Certes, la voie diplomatique d’Abbas a porté ses fruits, au moins en termes d’adhésion aux organisations internationales et de reconnaissance supplémentaire de la Palestine dans le monde. Mais lorsqu’il s’agit de la lutte pour la libération, cette voie n’a été qu’une série de fiascos sans fin ; elle a ignoré le fait historique que les méthodes non violentes des indigènes ne changent pas nécessairement la violence de la structure coloniale.
C’est peut-être la dynamique de l’effet de levier qui distingue Abbas d’Arafat.
En tant qu’administration bureaucratique sous domination coloniale, les pouvoirs de l’AP sont limités à la gestion des affaires internes de la population locale. Elle est dépourvue de tout aspect de souveraineté ou de la capacité de donner la priorité aux intérêts nationaux de sa population sans risquer l’existence même de l’administration ou les intérêts de son élite.
Il est clair qu’il y a de sérieuses limites à ce qu’Abbas peut ou ne peut pas faire. Il était donc peut-être trop optimiste de s’attendre à un discours qui ferait l’effet d’une bombe. Il suffit de se souvenir que le leader palestinien a besoin de l’approbation d’Israël pour quitter Ramallah et que son service de sécurité est soumis à la surveillance d’Israël.

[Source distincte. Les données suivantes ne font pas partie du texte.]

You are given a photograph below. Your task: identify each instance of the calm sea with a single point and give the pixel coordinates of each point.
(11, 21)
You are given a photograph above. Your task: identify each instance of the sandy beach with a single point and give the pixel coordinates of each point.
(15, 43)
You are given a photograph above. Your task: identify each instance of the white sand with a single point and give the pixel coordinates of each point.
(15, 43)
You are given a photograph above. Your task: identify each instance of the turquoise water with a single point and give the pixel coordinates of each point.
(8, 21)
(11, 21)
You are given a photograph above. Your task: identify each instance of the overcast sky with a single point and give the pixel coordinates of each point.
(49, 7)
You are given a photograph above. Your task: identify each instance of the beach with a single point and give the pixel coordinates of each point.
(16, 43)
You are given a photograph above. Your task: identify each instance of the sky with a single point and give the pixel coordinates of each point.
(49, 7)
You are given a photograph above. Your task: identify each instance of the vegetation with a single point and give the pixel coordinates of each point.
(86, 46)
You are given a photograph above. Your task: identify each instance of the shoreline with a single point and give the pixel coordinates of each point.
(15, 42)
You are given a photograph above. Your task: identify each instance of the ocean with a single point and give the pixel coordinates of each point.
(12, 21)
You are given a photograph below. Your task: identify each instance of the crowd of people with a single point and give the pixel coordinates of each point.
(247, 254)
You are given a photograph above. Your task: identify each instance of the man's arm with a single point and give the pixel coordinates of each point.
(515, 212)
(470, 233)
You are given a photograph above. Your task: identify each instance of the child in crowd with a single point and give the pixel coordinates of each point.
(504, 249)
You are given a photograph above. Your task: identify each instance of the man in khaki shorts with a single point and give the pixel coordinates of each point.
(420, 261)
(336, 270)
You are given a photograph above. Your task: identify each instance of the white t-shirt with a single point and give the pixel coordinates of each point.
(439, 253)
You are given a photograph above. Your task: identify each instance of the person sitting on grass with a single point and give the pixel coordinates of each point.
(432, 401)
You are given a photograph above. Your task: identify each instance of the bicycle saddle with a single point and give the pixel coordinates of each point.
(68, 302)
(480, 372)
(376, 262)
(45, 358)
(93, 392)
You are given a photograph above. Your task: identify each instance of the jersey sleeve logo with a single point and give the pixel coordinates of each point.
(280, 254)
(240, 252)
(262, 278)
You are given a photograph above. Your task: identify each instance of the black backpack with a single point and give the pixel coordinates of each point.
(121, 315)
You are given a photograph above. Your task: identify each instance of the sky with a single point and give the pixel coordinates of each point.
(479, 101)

Mais les conditions de la domination coloniale ne sont pas omnipotentes et les échecs de l’AP ne sont pas tous directement imputables à Israël. Certains sont auto-infligés.
Depuis sa création et surtout après la deuxième Intifada, l’AP – sous des prétextes tels que l’État de droit et les obligations sécuritaires d’Oslo – a entrepris de démanteler la plupart des formes significatives de résistance à l’occupation israélienne. Ce faisant, elle s’est privée d’importants moyens de pression.
C’est pourquoi entendre Abbas lancer un ultimatum – à savoir que l’AP retirera sa reconnaissance d’Israël dans un an s’il ne se retire pas des Territoires occupés – fut une raison de se gausser.
Nous nous sommes demandé comment, faute de moyens de pression suffisants, l’AP pourrait donner suite à cet ultimatum, et encore moins le faire respecter.
Pour Benny Gantz, ministre israélien de la Défense, l’ultimatum d’Abbas est « un arbre immense dont il sera difficile de descendre ». C’est une façon pour Israël de montrer qu’il contrôle totalement l’issue du conflit et qu’il ne tient pas compte de ce que l’AP est capable de faire.
Même si nous supposons que la fin de la coordination sécuritaire serait un moyen de faire pression sur Israël, l’AP – jusqu’à présent – semble ne pas avoir la volonté ou la capacité de le faire. N’oubliez pas que le discours a été prononcé un mois seulement après une réunion de haut niveau entre Abbas et Gantz, qui n’a fait que renforcer l’engagement de l’AP en faveur de la coordination sécuritaire avec Israël.
Ancré dans la vision du monde de la diplomatie seule, le discours d’Abbas n’était pas, sans surprise, à la hauteur des aspirations des Palestiniens, et reflétait encore moins leur frustration et leur sentiment d’injustice.
Le ton et le message du discours sonnaient et se ressentaient comme une supplique, premièrement, pour qu’Israël accepte de négocier et de se retirer des territoires occupés et, deuxièmement, pour que la communauté internationale intervienne et que le Président Biden le reconnaisse.
Mais ne vous y trompez pas, l’octogénaire Abbas ne se fait probablement pas d’illusions sur le fait que ses menaces d’escalade devant la Cour pénale internationale et de retrait de la reconnaissance d’Israël empêcheraient les dirigeants israéliens de dormir. Déçu par l’administration Biden, il est également conscient que ces menaces ont peu de chances d’influencer l’administration américaine au-delà des belles paroles en faveur de la solution à deux États.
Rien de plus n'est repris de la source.